About 10 nuclear-powered spacecraft have crashed worldwide, though Soviet secrecy makes specific numbers hard to get. Most accidents involved Soviet spacecraft. A few spread dangerous radioactive dust across the planet, but no direct health effects have been documented from nuclear spacecraft accidents.
"Space technology can and does fail," said Bruce Gagnon, coordinator of the Global Network Against Weapons and Nuclear Power in Space. "When you mix plutonium into the equation, we think you're asking for trouble. It's not theoretical. It's real."
Cassini was the last big spacecraft that needed nuclear power, but last year NASA once again embraced nuclear power for space exploration. The agency announced ambitious plans to send a reactor-powered spacecraft to search for oceans under the icy crusts of Jupiter's moons.
That mission was scrapped when NASA's priorities shifted to replacing the space shuttle. But NASA hasn't given up on expanding its nuclear research. It plans to spend $319-million this year, and twice that by 2010.
"We're in a reformation period with our nuclear program," said Carl Walz, a NASA nuclear systems expert. "Potentially, nuclear power is a very valuable power source."

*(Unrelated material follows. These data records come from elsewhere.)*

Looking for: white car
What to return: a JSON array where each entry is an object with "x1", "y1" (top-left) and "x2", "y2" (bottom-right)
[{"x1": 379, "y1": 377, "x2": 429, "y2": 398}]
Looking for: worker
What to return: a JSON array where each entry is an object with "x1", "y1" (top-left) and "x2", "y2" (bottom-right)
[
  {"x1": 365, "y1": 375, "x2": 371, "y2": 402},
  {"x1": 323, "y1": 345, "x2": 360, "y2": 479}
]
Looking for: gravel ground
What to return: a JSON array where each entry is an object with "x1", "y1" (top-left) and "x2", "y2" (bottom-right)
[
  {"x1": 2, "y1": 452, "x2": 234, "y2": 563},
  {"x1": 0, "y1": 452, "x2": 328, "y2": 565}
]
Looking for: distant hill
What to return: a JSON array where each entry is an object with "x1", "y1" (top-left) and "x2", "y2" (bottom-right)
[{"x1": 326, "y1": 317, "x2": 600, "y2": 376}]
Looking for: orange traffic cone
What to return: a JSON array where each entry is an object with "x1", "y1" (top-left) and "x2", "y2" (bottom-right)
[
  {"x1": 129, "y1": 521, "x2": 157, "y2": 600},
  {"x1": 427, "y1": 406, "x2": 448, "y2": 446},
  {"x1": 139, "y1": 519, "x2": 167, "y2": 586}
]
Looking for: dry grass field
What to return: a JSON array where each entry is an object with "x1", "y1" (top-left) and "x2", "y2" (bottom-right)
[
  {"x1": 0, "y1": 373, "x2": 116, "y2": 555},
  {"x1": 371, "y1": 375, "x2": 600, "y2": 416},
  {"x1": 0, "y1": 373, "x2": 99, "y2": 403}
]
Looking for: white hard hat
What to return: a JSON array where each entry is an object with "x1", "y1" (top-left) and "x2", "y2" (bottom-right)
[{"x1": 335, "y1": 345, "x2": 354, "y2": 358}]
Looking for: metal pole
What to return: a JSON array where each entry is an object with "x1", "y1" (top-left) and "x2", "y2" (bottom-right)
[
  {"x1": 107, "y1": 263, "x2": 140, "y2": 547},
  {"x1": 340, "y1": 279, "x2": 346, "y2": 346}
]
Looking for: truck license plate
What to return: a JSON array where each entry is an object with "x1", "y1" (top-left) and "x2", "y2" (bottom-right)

Gagnon sees a sinister trend.
"We think these NASA missions are an icebreaker," he said. "Is it not true the Pentagon wants nuclear reactors for weapons in outer space? They are building the infrastructure to create a whole lot more of these things."
Roger Launius, chairman of the Space History Division of the Smithsonian Air and Space Museum, said anything beyond RTGs may be a hard sell.
"There obviously are people who want to pursue reactor power," he said. "That's more problematic from a safety standpoint. When you create a reactor that splits atoms and that sort of thing, you're creating a more volatile system than an RTG."
Howe of Idaho National Laboratory said reactor power is safe because the fission reaction can be started far from Earth. He said nuclear power could make life easier for moon and Mars colonists and also shorten trips between the planets. It might shave an astronaut's year and a half stay on Mars to two months.
"In my opinion, a nuclear rocket is an enabling technology for humans to go to Mars," Howe said.
Telesca doesn't think much of the need or the assurances of safety. "We bought some land in the mountains of Virginia," she said. "We are planning to relocate to that area in the next few years."
Gagnon said nuclear power advocates ignore alternatives. For example, the European Space Agency's comet-chasing Rosetta spacecraft set distance records using enhanced solar panels.
"Pluto has been there a long time," he said. "If we had to wait a little longer to do it right, what would be the harm?"
New Horizons scientist Richard Binzel says there's less time than Gagnon thinks. Pluto is moving away from the sun in a wide arc. In the next decade or so the planet's atmosphere could freeze and collapse on the surface. A later arrival means more of the planet's polar regions will plunge into 124 years of darkness.
"Getting there sooner is better than later," said Binzel, a professor of planetary science at MIT. "We're losing real estate the longer it takes to get there."